Die Reisen in den Harz
»Bin so in Lieb zu ihr versunken,
Als hätt' ich von ihrem Blut getrunken.«
Goethe
Im Weimarer Park, nicht weit von Goethes Gartenhaus und der Ilm so nah, daß man ihr leises Rauschen gerade noch hören, den Schimmer des Wassers durch das Gezweig von Weide und Erle gerade noch sehen kann, steht an einer Weggabelung ein kleines Monument: der Schlangenstein. Martin Klauer, der Bildhauer, hat ihn auf Wunsch Carl Augusts nach antiken Vorbildern geschaffen, im Mai 1787 wurde der »Altar mit der Schlange« hier aufgestellt.
Derlei war damals Mode. Auch Goethe selbst hatte schon anno 77 in seinem Garten am Stern einen ähnlichen »Altar des guten Glückes« errichtet. Nun fand er, aus Italien zurückkehrend, diesen neuen an nicht weniger vertrauter Stätte: mit der Inschrift »Genio huius loci« auf dem Säulenstumpf eine zarte Huldigung des fürstlichen Freundes für den Dichter. Denn wer konnte denn der »gute Geist dieses Ortes« sein, wenn nicht er, auf dessen schöpferische Ideen die ganzen Parkanlagen ringsum doch zurückgingen?

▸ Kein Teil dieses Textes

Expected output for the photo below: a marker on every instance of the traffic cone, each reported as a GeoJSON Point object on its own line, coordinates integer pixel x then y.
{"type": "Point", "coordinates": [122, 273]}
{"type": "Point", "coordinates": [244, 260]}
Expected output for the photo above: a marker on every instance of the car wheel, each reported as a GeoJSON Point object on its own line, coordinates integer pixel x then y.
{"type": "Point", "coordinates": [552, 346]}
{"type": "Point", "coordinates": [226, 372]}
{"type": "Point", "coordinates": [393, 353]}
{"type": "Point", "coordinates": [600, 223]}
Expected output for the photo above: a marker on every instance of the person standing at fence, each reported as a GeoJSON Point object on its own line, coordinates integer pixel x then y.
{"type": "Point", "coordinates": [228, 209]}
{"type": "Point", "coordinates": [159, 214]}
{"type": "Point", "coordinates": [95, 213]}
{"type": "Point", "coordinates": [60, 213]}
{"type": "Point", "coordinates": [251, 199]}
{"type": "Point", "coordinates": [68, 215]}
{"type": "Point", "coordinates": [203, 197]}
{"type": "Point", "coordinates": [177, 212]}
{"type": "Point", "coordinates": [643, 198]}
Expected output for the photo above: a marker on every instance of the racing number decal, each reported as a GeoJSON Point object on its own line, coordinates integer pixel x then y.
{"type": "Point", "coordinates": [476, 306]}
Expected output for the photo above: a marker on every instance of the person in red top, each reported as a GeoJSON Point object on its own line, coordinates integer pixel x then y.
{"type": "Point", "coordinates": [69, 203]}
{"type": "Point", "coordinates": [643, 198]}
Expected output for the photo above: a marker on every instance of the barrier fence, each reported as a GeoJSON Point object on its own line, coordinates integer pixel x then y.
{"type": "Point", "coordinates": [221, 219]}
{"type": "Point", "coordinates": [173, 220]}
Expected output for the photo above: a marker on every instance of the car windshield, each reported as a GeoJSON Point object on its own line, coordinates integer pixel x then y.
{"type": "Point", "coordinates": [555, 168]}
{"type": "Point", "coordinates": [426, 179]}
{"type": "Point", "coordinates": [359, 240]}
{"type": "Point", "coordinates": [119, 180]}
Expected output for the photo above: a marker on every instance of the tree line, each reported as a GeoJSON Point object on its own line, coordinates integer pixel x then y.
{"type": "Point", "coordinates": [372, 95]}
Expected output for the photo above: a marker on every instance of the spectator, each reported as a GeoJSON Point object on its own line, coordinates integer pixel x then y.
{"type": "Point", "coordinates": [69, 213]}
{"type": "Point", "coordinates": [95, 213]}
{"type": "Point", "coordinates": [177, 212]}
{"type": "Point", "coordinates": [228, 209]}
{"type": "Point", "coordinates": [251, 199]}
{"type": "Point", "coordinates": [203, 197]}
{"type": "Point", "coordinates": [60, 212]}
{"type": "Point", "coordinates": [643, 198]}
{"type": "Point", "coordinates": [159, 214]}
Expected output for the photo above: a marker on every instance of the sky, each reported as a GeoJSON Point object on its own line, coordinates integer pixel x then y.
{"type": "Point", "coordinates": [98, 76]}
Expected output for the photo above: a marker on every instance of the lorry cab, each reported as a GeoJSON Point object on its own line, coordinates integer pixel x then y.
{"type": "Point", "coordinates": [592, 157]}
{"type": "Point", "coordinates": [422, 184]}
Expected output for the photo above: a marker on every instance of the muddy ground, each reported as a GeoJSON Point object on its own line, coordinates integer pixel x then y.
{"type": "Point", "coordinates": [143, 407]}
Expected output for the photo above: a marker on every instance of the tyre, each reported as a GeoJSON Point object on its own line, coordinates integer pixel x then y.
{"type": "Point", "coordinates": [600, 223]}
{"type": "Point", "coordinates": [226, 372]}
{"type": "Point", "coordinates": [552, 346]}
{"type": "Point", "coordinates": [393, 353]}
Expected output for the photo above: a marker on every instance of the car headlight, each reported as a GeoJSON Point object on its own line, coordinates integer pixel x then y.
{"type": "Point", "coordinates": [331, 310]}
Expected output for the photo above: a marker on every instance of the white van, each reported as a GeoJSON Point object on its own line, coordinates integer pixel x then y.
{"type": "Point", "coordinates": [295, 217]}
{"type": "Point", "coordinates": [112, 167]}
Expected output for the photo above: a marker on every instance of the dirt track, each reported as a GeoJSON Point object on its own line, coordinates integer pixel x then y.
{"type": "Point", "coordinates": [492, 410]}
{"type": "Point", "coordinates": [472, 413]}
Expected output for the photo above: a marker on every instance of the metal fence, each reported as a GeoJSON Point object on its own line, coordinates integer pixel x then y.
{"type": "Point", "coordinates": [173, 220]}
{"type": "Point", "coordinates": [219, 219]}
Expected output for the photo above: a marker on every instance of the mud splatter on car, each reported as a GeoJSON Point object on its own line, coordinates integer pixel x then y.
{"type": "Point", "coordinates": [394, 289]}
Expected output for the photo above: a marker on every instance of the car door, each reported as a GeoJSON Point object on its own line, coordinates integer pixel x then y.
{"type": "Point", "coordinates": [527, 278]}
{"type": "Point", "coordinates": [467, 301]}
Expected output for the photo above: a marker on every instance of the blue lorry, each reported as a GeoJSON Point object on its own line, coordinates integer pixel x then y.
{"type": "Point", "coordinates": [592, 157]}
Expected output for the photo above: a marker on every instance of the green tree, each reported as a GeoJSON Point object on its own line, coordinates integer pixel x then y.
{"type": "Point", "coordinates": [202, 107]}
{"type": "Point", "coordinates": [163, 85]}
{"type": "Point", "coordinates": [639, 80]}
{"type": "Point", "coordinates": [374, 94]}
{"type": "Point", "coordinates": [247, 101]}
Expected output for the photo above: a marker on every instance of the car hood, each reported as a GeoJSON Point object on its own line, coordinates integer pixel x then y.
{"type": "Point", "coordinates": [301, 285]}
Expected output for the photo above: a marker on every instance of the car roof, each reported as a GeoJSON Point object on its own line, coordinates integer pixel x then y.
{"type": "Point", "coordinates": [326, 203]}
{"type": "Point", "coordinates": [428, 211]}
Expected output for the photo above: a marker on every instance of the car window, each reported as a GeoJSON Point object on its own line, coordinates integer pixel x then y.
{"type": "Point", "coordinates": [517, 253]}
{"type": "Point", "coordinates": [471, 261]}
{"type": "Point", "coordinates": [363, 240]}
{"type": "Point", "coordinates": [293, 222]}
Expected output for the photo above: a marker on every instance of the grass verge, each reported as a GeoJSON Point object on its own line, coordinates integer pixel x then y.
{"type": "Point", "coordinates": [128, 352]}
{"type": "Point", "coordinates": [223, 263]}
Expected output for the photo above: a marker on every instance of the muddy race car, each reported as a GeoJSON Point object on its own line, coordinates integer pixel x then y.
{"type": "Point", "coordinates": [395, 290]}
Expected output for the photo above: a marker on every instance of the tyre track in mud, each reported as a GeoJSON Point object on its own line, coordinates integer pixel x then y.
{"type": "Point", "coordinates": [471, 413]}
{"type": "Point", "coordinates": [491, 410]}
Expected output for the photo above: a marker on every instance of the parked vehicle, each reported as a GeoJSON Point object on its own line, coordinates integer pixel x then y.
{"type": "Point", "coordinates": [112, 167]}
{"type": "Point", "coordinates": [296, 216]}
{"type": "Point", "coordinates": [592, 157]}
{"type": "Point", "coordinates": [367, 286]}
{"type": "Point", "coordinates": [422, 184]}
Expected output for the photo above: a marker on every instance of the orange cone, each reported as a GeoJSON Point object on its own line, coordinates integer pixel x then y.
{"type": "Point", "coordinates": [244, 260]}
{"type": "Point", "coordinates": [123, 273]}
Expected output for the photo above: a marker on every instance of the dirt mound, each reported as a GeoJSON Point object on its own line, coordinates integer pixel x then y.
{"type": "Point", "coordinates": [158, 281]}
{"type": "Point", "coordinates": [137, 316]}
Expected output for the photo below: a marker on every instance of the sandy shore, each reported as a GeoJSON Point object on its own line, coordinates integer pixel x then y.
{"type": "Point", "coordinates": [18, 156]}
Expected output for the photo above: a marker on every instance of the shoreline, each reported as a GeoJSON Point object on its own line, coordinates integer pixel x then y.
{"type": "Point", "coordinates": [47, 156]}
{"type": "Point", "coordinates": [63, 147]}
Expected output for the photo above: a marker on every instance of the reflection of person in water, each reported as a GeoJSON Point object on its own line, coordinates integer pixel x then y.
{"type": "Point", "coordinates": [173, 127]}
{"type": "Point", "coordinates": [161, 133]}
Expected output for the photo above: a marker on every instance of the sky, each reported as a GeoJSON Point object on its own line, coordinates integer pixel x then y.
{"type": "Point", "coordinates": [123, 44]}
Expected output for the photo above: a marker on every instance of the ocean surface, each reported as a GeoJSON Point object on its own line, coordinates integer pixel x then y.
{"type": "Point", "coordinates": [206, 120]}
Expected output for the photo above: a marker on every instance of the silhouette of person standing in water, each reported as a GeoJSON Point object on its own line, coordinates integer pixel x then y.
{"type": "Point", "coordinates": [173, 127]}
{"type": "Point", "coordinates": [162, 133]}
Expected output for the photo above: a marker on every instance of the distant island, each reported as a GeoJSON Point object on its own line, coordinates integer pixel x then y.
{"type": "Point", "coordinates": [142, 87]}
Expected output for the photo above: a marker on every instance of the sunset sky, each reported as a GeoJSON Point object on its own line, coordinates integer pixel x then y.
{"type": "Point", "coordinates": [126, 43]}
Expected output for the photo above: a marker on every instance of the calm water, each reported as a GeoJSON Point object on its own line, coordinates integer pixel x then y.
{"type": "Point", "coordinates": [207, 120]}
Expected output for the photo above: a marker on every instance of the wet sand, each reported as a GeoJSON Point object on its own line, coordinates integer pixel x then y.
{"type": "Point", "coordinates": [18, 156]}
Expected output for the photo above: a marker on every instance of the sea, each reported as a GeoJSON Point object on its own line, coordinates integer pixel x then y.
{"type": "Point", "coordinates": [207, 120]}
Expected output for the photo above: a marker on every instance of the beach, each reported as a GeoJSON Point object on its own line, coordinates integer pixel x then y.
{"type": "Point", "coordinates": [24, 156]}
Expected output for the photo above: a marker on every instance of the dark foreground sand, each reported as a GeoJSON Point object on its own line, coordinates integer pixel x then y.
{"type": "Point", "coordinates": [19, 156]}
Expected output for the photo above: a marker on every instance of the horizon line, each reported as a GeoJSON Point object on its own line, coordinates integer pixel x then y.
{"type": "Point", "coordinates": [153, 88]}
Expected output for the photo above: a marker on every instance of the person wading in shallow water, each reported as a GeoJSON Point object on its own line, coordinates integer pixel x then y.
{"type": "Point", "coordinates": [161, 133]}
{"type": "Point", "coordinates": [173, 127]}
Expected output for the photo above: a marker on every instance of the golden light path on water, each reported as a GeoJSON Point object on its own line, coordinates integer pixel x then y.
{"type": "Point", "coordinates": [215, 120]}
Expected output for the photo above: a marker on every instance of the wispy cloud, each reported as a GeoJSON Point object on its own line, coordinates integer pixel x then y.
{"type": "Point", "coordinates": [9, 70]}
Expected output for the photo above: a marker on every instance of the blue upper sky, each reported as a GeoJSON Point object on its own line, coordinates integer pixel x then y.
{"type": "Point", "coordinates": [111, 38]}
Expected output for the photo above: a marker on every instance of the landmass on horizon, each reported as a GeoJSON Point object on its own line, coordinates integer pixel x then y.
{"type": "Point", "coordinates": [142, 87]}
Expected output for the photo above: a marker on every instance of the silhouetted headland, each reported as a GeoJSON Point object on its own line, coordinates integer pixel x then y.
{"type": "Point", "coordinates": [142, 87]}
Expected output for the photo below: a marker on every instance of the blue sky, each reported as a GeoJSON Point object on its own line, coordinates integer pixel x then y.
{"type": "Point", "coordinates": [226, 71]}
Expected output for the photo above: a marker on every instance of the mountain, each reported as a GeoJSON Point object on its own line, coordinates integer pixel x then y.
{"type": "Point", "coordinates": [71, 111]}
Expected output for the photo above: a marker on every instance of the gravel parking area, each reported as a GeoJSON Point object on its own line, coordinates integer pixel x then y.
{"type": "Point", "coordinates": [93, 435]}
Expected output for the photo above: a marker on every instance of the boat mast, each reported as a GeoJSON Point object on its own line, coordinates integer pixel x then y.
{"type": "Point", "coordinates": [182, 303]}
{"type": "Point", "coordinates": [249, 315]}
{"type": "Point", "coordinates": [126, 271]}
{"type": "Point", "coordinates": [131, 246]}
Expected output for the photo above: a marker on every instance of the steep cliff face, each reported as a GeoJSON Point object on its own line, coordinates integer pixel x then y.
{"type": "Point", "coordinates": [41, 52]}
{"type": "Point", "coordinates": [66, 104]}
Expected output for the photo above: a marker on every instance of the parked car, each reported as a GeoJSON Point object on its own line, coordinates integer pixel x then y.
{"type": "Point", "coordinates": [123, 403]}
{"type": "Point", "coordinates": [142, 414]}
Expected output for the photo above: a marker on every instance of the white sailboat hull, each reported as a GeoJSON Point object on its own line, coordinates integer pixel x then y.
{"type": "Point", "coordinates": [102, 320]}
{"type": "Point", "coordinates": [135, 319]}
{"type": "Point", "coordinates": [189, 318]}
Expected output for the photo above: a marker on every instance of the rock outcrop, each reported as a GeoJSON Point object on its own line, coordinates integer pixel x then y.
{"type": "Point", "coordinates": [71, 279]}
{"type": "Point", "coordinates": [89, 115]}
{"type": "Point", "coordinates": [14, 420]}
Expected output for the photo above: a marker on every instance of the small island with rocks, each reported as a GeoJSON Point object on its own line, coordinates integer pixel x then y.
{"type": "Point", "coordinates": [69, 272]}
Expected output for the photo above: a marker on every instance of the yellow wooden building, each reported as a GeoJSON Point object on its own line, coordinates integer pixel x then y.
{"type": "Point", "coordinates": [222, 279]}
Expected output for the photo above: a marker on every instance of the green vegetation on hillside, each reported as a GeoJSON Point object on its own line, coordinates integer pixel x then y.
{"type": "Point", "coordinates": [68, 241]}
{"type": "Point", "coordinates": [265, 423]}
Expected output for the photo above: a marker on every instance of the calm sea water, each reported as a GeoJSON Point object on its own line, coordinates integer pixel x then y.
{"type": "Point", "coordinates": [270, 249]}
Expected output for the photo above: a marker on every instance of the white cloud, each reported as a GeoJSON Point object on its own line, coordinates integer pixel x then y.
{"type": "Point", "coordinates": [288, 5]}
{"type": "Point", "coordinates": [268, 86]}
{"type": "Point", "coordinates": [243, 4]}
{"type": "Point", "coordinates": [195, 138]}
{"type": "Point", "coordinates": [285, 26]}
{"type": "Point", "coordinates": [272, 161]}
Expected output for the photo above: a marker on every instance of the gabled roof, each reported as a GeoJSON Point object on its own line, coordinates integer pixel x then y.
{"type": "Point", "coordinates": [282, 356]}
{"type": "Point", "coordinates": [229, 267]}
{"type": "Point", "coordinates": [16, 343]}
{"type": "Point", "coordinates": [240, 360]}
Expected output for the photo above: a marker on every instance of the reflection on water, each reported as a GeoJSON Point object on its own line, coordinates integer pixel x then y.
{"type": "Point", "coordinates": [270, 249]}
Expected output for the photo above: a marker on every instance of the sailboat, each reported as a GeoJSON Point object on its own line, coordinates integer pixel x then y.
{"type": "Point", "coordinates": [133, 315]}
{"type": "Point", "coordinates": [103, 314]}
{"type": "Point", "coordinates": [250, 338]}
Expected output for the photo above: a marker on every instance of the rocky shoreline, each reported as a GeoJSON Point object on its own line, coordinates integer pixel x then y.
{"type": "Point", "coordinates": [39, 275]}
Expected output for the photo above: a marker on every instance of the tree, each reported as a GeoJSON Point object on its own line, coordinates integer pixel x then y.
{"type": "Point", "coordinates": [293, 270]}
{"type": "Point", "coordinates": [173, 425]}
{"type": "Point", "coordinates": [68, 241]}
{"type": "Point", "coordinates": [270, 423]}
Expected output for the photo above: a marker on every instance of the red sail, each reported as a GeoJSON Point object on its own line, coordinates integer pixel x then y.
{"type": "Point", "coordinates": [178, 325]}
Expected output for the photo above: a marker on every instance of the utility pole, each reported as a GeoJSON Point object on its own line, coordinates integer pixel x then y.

So wenigstens die eine Deutung der rätselhaften Worte. Andere meint, der Herzog hätte gewußt, daß Goethen mit dem heimlich-stillen Platze liebe Erinnerungen verknüpften, der seltsame Stein also ein »Denkmal des Glücks« im Goetheschen Sinne wäre wie so manches andere Monument im Park. Man denke nur an jene Steintafel in Goethes Garten, die Frau von Stein gilt! Sie allerdings ist beredter, die Lettern, die ihr eingegraben, erzählen rührende Legende:
»Hier im stillen gedachte der Liebende seiner Geliebten;
Heiter sprach er zu mir: Werde mir Zeuge, du Stein!
Doch erhebe dich nicht, du hast noch viele Gesellen;
Jedem Felsen der Flur, die mich, den Glücklichen, nährt,
Jedem Baume des Walds, um den ich wandernd mich schlinge:
Denkmal bleibe des Glücks! ruf' ich ihm weihend und froh.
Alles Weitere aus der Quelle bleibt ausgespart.